Groundbreaking Irish Inventions
- John Joly was a highly productive Irish inventor. Among his inventions are the meldomer, which measures the melting point of different minerals, and the calorimeter for measuring specific heats. He also created the photometer for measuring the strength of electromagnetic radiation, which eventually helped doctors use radiation as a cancer treatment. But his best-known invention is color photography using a single plate, which he developed in 1894.

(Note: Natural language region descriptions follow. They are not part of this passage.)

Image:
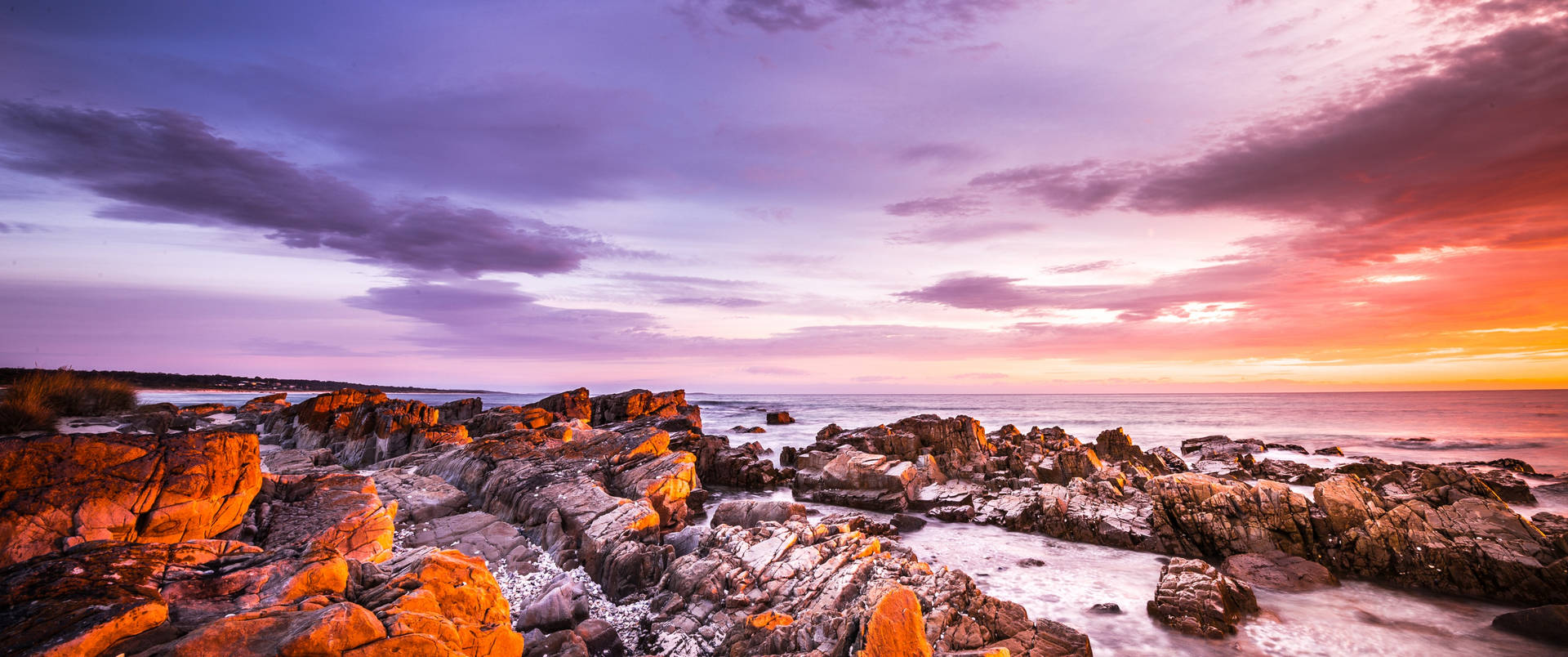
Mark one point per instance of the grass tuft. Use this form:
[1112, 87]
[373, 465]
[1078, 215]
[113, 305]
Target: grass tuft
[37, 400]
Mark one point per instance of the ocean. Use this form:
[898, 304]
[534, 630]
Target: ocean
[1356, 618]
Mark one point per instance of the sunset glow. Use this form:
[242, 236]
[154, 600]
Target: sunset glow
[765, 194]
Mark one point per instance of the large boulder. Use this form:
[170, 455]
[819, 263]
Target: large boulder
[1540, 623]
[751, 513]
[830, 588]
[65, 489]
[1278, 571]
[1194, 598]
[361, 427]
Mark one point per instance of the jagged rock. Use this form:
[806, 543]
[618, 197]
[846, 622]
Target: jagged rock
[906, 522]
[1196, 599]
[444, 595]
[63, 489]
[857, 479]
[562, 486]
[797, 588]
[361, 427]
[571, 405]
[562, 607]
[1278, 571]
[1220, 447]
[337, 510]
[203, 598]
[896, 628]
[477, 534]
[417, 498]
[1200, 515]
[720, 464]
[1290, 472]
[601, 638]
[1472, 546]
[1540, 623]
[460, 411]
[634, 405]
[1506, 486]
[509, 419]
[751, 513]
[1170, 458]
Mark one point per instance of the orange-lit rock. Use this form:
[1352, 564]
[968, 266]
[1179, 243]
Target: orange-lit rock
[896, 628]
[63, 489]
[444, 595]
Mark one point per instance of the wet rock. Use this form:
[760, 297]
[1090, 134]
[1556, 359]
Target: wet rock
[63, 489]
[562, 607]
[339, 510]
[477, 534]
[1220, 447]
[417, 498]
[896, 628]
[571, 405]
[1170, 458]
[1278, 571]
[634, 405]
[1472, 546]
[509, 419]
[601, 638]
[817, 588]
[906, 522]
[460, 411]
[444, 595]
[719, 463]
[1196, 599]
[591, 498]
[1540, 623]
[1506, 486]
[857, 479]
[751, 513]
[361, 427]
[1200, 515]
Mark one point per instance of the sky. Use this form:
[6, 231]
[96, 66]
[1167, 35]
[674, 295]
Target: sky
[792, 194]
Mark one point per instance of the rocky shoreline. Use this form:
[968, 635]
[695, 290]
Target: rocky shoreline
[359, 524]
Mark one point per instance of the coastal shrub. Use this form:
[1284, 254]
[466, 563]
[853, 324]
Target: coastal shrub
[38, 399]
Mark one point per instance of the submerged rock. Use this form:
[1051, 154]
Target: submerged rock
[60, 491]
[1196, 599]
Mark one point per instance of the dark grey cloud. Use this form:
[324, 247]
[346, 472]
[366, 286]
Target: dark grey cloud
[1463, 148]
[20, 226]
[1080, 187]
[167, 167]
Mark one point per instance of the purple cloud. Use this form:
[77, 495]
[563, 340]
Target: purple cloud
[1080, 187]
[941, 206]
[167, 167]
[720, 302]
[1080, 267]
[922, 16]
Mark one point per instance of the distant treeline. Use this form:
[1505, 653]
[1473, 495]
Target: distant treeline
[162, 380]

- The first trans-Atlantic call was made possible by Lord Kelvin Thomson, who was knighted for his work. In 1865, he helped lay cable from Newfoundland to Valentia, County Kerry. He also developed the Kelvin Scale.
- Reverend Nicholas Callan was another esteemed Irish inventor. His best-known invention is the induction coil, which he developed in 1836. Induction coils have many applications, such as helping tune radio frequencies. While his invention is over 180 years old, it is still used in car ignitions today.
- The ejector seat was first developed in 1945 by Sir James Martin. While other ejector seats had been invented earlier, his was the first that functioned at high speeds and was suitable for pilots to actually use safely. The Royal Air Force adopted his design and within 12 months all of their planes were fitted with Martin’s invention.
- The first fully-functional submarine was invented in 1878 by John Philip Holland. An immigrant to Boston, Holland created the “Fenian Ram” in 1881 with funding from the Fenian Brotherhood. He continued refining his design, and in April 1900 the Navy finally selected his “Holland VI” as their first commissioned submarine, which they christened the USS Holland.